Miranda’s Birthday

When I started working at ICA in 2009, everyone agreed the museum needed a blog but no one wanted to write it. Poke around the web and you’ll find that almost every museum, large or small, has a blog these days, but for the most part reading them makes you think that the people who write them aren’t having much fun. You can find information in those pixels, but not a lot of inspiration or delight. As a former columnist, and also a novelist, I thought it would be nice to write a kind of online ICA column, made up of little essays and stories that not only described the cool stuff going on at ICA but also seriously explored the work of museums: what curators do, how art is moved around, even how money is raised. I also wanted it to be fun to read.

Luckily for me, ICA liked the idea. In a fit of inspiration, our director Claudia Gould named the blog after my recently deceased corn snake, Miranda. It seemed like a fine choice. The name is derived from the Latin word “mirare”—to admire—and can mean something worth looking at or deserving of admiration. It’s also a nice way to remember my snake.
Miranda snake in pocket

Miranda snake in pocket

This month, we are celebrating Miranda’s first birthday!

Please send her your birthday wishes. You can use the comments field below for congratulations, compliments, and also suggestions for the coming year. You can post haiku, prose poems, anagrams, koans. Even better, send birthday flowers—or birthday mice!—by attaching images to an email care of me. If we get enough, we’ll post these in a special Miranda at the end of the month, with a free ICA catalog for the sender of the most inventive gift.

As an even better birthday tribute, email me to sign up for our Miranda mailing list, so we can let you know when there’s a new post.
Miranda: Foil snake by Adam_5.13.10

Foil snake by Adam Blumberg. Photo: Robert Chaney

A year ago we published the first blog posts, about me trying to count the people coming in the door for the Queer Voice opening, why public programs are important, and what Chuck Close said in his roast of Lisa Yuskavage at our annual benefit. May is also the month of my own birth. There has been some confusion between me and Miranda, and for the most part that’s okay, as we do largely share one another’s opinions. Miranda is perhaps a little jauntier than I am, and occasionally more sentimental. Looking back over the year’s work, I see that I no longer manage to post twice a week (though only twice have I ever missed a week’s posting). On the other hand, my use of photographs is much improved. These days I try to make them part of the narrative, not just incidental decoration.
Snake drawing on wood

Cobra on Wood by Nick Payne. Photo: Carina Romano

I’ve been looking back over some of my favorite posts. I still really like the first one, which talks about my aspirations and gives a sense of daily ICA life:

http://www.icaphila.org/miranda/video-art-replay/miranda-opening-3/

I’m fond of this one, that connects architect Anne Tyng to Odysseus’s Penelope:

http://www.icaphila.org/miranda/anne-tyng/anne-tyng-platonic-solids-and-penelopes-bed/

and this one about the mystery of art crates:

http://www.icaphila.org/miranda/mineral-spirits-anne-chu-and-matthew-monahan/big-truck-unloading/.

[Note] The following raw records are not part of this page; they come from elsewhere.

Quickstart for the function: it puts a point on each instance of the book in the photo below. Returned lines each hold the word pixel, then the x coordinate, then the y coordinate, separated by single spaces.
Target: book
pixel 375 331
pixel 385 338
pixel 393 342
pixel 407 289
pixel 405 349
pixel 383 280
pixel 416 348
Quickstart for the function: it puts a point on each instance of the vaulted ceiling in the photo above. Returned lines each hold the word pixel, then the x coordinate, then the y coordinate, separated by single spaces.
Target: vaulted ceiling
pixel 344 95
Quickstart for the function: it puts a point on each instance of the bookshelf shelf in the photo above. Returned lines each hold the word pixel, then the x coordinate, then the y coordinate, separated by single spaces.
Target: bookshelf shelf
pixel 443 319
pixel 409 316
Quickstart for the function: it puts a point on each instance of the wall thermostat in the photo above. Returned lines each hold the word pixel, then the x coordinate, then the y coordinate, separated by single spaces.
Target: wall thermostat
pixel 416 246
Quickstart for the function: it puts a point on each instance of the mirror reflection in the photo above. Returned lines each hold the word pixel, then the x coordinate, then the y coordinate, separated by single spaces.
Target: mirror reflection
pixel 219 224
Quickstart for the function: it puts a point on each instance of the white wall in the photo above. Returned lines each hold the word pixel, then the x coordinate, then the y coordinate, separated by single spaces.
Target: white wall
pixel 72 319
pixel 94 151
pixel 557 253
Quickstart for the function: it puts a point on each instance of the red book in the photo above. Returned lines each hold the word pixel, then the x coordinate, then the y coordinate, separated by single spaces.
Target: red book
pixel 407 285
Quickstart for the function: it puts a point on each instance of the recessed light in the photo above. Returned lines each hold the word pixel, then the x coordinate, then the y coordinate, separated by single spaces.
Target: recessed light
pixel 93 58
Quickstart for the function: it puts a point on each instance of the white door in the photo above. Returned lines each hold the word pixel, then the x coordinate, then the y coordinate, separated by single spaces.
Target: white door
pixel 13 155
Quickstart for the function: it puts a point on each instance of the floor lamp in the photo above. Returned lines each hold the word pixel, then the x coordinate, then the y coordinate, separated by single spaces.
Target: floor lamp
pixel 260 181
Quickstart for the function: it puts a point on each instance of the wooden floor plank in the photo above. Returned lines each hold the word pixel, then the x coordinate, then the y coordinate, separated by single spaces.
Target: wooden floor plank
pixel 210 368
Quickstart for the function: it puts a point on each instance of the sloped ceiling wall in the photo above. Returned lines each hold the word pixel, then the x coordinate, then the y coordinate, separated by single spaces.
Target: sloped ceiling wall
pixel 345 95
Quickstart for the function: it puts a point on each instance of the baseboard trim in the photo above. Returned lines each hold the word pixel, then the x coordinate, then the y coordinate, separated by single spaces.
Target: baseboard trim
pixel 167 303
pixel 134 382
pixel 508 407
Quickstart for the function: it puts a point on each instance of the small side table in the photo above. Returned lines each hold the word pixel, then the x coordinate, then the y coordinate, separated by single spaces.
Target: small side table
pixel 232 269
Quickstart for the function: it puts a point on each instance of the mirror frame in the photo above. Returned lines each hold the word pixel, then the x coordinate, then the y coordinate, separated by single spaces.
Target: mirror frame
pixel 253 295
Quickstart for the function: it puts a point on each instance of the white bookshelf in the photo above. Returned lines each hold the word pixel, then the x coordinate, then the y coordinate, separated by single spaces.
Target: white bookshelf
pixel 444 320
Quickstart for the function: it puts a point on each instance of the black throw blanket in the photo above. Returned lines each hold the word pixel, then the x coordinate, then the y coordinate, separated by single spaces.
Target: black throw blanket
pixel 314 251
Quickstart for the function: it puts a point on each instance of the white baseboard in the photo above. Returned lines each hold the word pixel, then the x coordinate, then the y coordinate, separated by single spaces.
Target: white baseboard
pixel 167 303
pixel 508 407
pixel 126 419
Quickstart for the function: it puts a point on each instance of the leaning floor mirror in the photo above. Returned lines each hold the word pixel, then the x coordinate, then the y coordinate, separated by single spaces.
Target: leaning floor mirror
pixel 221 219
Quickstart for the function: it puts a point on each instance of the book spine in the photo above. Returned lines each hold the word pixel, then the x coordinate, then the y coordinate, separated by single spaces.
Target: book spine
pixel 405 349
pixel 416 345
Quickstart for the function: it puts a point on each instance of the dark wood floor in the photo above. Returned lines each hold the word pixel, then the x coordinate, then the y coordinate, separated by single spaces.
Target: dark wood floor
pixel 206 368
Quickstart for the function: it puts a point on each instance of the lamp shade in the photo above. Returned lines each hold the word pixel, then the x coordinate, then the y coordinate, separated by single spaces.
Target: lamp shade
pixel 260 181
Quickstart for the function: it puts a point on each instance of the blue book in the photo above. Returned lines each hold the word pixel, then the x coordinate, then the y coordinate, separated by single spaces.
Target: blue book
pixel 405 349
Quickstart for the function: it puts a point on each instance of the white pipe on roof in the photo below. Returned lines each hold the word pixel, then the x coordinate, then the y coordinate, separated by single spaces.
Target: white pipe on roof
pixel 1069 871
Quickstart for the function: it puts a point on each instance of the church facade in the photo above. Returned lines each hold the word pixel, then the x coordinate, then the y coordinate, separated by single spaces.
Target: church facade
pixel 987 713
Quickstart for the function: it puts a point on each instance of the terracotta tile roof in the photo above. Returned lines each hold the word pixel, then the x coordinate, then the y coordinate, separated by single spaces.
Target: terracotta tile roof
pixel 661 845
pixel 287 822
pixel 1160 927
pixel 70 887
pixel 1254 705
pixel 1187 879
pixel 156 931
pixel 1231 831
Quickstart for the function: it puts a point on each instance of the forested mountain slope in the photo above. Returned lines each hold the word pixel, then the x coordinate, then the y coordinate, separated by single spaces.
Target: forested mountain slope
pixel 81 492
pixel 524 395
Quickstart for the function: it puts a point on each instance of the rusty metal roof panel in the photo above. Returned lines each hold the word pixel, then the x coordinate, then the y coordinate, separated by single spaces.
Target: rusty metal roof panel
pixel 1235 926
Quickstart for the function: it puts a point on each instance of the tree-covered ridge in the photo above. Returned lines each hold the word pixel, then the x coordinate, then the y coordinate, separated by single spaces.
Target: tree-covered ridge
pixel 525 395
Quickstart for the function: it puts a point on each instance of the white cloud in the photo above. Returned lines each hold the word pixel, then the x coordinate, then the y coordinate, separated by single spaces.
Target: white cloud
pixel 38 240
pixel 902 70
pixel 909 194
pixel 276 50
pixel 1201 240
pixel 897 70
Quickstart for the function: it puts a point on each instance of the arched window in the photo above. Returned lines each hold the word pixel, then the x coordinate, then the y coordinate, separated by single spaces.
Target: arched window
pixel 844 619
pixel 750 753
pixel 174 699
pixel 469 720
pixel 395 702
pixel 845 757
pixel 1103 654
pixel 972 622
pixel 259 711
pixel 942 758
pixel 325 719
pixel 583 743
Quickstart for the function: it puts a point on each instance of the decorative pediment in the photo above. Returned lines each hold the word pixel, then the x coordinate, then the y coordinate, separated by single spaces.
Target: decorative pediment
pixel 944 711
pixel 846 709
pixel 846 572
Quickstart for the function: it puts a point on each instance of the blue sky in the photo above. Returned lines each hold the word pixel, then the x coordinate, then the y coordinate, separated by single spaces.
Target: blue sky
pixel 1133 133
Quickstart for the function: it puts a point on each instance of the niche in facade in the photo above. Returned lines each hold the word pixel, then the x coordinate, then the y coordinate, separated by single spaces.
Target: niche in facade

People really enjoyed these two, about departing staff members, Head Preparator Shannon Bowser and Curator Jenelle Porter:

http://www.icaphila.org/miranda/miscellaneous/talk-to-the-boss/

http://www.icaphila.org/miranda/curating-and-curators/778/

This one, about the de-installation of Virgil Marti’s exhibition, Set Pieces, is the silliest and most poetic:

http://www.icaphila.org/miranda/set-pieces/elegy-for-an-exhibition/.

I hope you have enjoyed Miranda so far, and that you’ll continue to follow her.

Virtual coils

slithering through the white cube:

throw the doors open!
Snake collage Miranda

Snake collage Miranda

Snake images above (except the real Miranda) by members of ICA’s fabulous installation crew.